In typical usage of the term, the ABD graduate student has completed the required preparatory coursework, passed the required preliminary, comprehensive, and doctoral qualifying examinations (or PhD candidacy examination). After the graduate student has successfully passed this examination stage, they are referred to as a PhD candidate. The informal ABD designation indicates that graduate student has met all program requirements except for writing of the dissertation (or thesis) and the final defense at the end of a PhD program. Therefore, any formal usage of term “PhD ABD degree" is erroneous. Some universities, including Columbia, Yale, and George Washington, may award a formal Master of Philosophy (MPhil) degree for these achievements.

Criticism 
The use of ABD or the similar PhD(c) for PhD candidate (also PhD-c or PhDc) as a credential has been criticized as misleading as these terms are not widely understood outside of academia or outside of the US. The term ABD has no equivalent meaning in PhD programs outside of the US that don't require a formal candidacy examination (e.g., Australia and New Zealand).

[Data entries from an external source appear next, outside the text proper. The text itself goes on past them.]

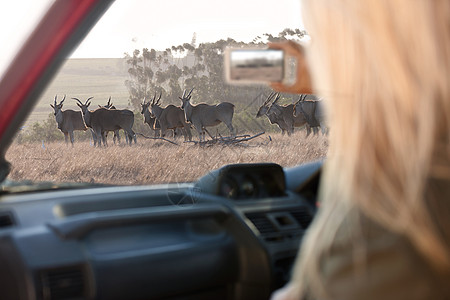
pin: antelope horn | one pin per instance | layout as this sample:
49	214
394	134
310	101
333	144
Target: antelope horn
85	103
157	101
276	98
190	93
78	100
269	98
153	99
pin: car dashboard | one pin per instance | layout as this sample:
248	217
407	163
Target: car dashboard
233	234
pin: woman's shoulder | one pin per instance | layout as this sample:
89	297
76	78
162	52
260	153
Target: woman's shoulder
367	261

According to the Queensland University of Technology (QUT) Higher Degree by Research Course Regulations, graduate students simply enrolled in a PhD program, are referred to as "PhD candidates" prior to completing any mandatory PhD coursework or examinations. Even in the US, candidacy and ABD are not always synonymous. For example, in the Stanford PhD program in computer science, a student may declare candidacy after settling on a permanent advisor and completing a number of breadth area requirements, but must pass a further qualifying exam, testing knowledge in greater depth, before being considered ABD.